I'm still on a search for an agent, and with all the newbies, scammers and snobs I've crossed off my list, this one put me over the edge. Perhaps because my blood's already angried up this afternoon, I just sent this email (NOT from the address I use for writing projects):
I'm doing some research on some agencies and stumbled across your web site. While I realize you're no longer seeking submissions, I nevertheless feel compelled, as a writer and advocate for writers, to express my concern regarding the page you keep on livejournal.com listing rejected submissions (
http://barnardagency.livejournal.com/28251.html).
Submitting to an agency can be a leap of faith. Writing is a solitary craft, and sending it to an agent can be a big step. Listing the titles you've rejected as an agent betrays the trust a writer places in you when sending a query or manuscript. It can make the rejection letter, already a devastating moment in beginning writers' lives, a tool of public scorn, one that could potentially make a writer choose to toss a manuscript in the wastebasket or the bottom of a desk drawer rather than rewrite and soldier on. And what of the writers who've made simultaneous submissions?

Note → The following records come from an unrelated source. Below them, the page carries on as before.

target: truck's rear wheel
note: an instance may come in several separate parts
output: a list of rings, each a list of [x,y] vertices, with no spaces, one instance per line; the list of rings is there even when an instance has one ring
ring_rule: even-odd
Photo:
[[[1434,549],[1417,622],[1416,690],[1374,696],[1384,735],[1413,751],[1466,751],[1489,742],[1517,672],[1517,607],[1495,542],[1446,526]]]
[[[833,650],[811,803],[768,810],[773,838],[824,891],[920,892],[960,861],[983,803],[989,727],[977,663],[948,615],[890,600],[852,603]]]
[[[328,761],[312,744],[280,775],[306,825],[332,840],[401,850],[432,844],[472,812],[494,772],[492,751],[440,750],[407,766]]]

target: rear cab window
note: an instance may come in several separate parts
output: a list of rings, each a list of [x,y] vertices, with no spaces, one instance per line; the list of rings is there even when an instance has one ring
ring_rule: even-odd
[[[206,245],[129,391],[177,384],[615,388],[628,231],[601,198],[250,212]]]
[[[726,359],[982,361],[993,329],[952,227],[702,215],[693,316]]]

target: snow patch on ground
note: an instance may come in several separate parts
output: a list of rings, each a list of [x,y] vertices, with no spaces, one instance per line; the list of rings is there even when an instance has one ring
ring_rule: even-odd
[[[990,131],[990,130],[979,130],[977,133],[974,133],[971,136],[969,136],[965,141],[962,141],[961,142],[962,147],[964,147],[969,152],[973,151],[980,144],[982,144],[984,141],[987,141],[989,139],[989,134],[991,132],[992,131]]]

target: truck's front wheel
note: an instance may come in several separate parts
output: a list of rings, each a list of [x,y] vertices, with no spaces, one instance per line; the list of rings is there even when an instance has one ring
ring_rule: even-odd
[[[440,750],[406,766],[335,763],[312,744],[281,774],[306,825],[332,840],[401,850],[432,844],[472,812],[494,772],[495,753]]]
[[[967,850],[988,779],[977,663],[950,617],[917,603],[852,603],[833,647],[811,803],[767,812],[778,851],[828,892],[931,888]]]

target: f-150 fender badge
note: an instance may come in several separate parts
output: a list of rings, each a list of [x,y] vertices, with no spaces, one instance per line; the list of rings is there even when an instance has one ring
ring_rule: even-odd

Of greater importance is the image it expresses to professional writers and other agents. No existing or folded agency that I've ever encountered engages in such a practice. It displays a lack of understanding of the industry, one that a writer with minimal experience will recognize as a red flag; one that a fellow agent will see as an attempt to say "don't waste your time" to colleagues. Was posting this list a means of demonstrating that you're the "real deal"? If so, that's usually done by listing books you've actually sold, which is, at the end of the day, the truest measure of an agent's worth.
While I realize you've had a "change of direction," leaving this list posted is nevertheless a tacky - and potentially damaging - legacy for your stint as a literary agent.